For a truly healthy river system the Mississippi and its tributaries need to be allowed to do what rivers do. That makes it extremely challenging to have permanent cities within the flood plain. Places like Houma and Morgan City could not exist.


That is not going to happen. There is a nice middle gorund that will slow or stop the erosion. I don't think we will ever see new wetlands created but we can preserve what is there now.
Posted by Cold Cous Cous
Bucktown, La.
Member since Oct 2003
15045 posts
Posted on 10/31/14 at 10:18 am to
You know how when you type :babe : you get this preformatted wall of text about babe threads?
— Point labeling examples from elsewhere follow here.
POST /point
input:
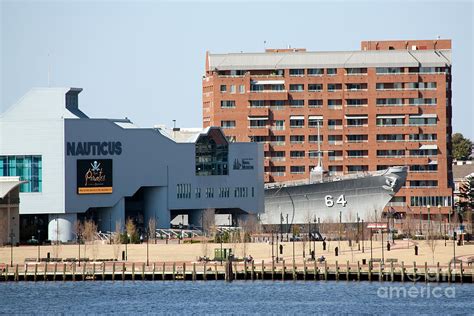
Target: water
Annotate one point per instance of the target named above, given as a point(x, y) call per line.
point(240, 297)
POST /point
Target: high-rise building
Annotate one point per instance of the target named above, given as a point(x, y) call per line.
point(387, 104)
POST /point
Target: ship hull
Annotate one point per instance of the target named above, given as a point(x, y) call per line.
point(362, 197)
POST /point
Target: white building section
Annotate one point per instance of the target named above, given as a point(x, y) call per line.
point(110, 170)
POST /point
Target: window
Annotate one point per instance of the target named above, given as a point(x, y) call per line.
point(391, 153)
point(315, 87)
point(425, 137)
point(390, 102)
point(297, 139)
point(357, 168)
point(296, 87)
point(297, 169)
point(315, 103)
point(331, 71)
point(183, 191)
point(314, 120)
point(297, 154)
point(296, 72)
point(212, 151)
point(356, 71)
point(228, 124)
point(28, 168)
point(296, 103)
point(420, 121)
point(434, 201)
point(335, 139)
point(315, 72)
point(387, 121)
point(227, 104)
point(197, 193)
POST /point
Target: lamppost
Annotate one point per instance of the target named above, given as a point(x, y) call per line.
point(147, 232)
point(429, 220)
point(12, 235)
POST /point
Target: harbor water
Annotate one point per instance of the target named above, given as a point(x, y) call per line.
point(240, 297)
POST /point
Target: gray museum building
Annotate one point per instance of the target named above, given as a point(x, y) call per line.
point(109, 170)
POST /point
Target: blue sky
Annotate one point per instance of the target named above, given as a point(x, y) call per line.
point(145, 60)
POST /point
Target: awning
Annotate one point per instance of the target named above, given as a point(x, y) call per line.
point(390, 116)
point(424, 116)
point(356, 117)
point(423, 147)
point(263, 82)
point(258, 118)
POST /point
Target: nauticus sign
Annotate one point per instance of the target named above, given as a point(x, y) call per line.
point(93, 148)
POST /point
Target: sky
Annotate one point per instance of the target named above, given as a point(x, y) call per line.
point(145, 59)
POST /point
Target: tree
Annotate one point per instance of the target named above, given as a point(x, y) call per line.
point(462, 147)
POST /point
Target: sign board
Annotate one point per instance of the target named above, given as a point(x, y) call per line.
point(377, 225)
point(94, 176)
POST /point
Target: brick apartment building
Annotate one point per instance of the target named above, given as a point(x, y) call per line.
point(387, 104)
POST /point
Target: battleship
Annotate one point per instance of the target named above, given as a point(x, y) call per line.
point(344, 198)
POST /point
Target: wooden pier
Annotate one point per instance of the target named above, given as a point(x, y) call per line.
point(282, 271)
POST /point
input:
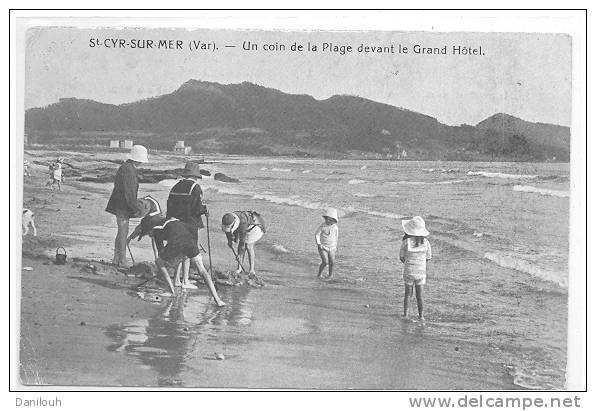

I feel like Chicken could do the same thing with :neworleans: Have it print out some piss and bum references, some inexplicably furious rednecks, a couple of culture jokes, and some glassman-style nola whiteknighting. Save everyone some time.
Posted by Layabout
Baton Rouge
Member since Jul 2011
11082 posts
Posted on 11/1/14 at 6:52 am to
quote:

Industry pumps a shite load of water, much more than the municipal water supply

Industry used to use ground water exclusively in Baton Rouge but that hasn't been the case for many years. Industries in the chemical corridor along the river located there in part because of the availability of unlimited water supplies from the Mississippi. They don't use ground water.
Posted by NYNolaguy1
Member since May 2011
20882 posts
Posted on 11/1/14 at 7:56 am to
quote:

Dams have hurt our coast as much as anything.


This. You can thank the TVA and WPA for damming the Ohio and to a lesser extent the Mississippi River. The river levees and all of the silt collected behind those dams are the reason for the current coastal erosion.

Want to fix the erosion problem overnight? Blow the levees south of Braithewaite, and pull out all of the dams feeding the Miss. It'll never happen.
Posted by NYNolaguy1
Member since May 2011
20882 posts
Posted on 11/1/14 at 8:00 am to
quote:

They don't use ground water.


Exactly. So when they start pumping salt water all of the plants between Head of Passes and ORCS are going to be SOL pretty quickly.
Posted by Ace Midnight
Between sanity and madness
Member since Dec 2006
89501 posts
Posted on 11/1/14 at 8:04 am to
quote:

Also, the Mississippi wouldn't run through New Orleans now if not for the levees.


FTFY

The big river would have taken the Atchafalaya's channel long ago, but for the efforts of USACE and others.

The wiki on ORCS explains it better than I can:

LINK
Posted by lsufan9193969700
3 miles from B.R.
Member since Sep 2003
55108 posts
Posted on 11/1/14 at 8:09 am to
I thought it was nearly inhabitable now!